“Learning to be resilient and not letting the bad experiences get you down is how to make it in the end”
ST. LOUIS — You may see him somewhere jogging in our town. He puts in 85 miles a week.
And he’s not just running for fun… Brice Pavey has a dream.
“Some recent performances have indicated that the Olympic trials – whether for France or the U.S. – is definitely a possibility,” Pavey said.
But Pavey didn’t grow up running. He grew up gliding in Grenoble on the same slopes of the 1968 Winter Olympics.
“My dad had me on skis at the age of 2,” he said. “It was just the culture I grew up in, we skied every day. I’d ski 60-plus days a season and basically lived at the resort.”

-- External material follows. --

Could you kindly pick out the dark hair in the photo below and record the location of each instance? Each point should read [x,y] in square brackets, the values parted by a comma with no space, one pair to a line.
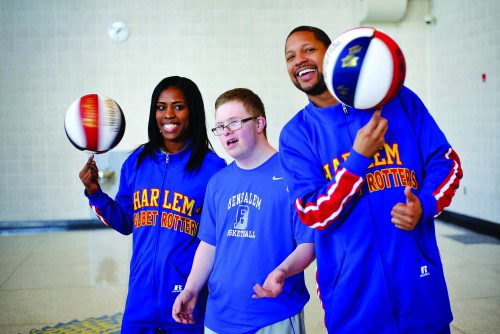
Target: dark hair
[319,34]
[251,101]
[197,130]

However, while in high school in France, his ambition was to come to the states to be a college athlete. His grandparents live in St. Louis. In France, they don’t have sports associated with school.
So, he called the track and cross country coach at Truman State University.
“I said ‘hey I love running, can I run on the cross country team,'” Pavey said. “He didn’t take me very seriously and he said, ‘well cross country is underway now so we’re not going to do that, but I’ll put you on the track team.'”
Just six months in at Truman, Pavey ran a 4:03 1,500 meters, which is a 4:21 mile. He had never run before and ended up having a wonderful all-conference career.
And now at 26 years old, he’s getting better and better. He’s running half marathons with times that would place him in the top 20 in his native country.
The next stop is the marathon and…
“The goal is more the 2024 Paris Olympic trials,” he said.
And to help pay for the Olympic dream, Pavey’s other passion is accounting. He is an audit associate at Anders CPAs + Advisors in downtown St. Louis.
And there are similarities in his two loves.
“You’re methodical, you think about numbers and percentages. The personality type… it’s a good fit,” he explained.
Pavey – the former skier now a runner and accountant – works with this mindset now…
“Learning to be resilient and not letting the bad experiences get you down is how to make it in the end,” he said.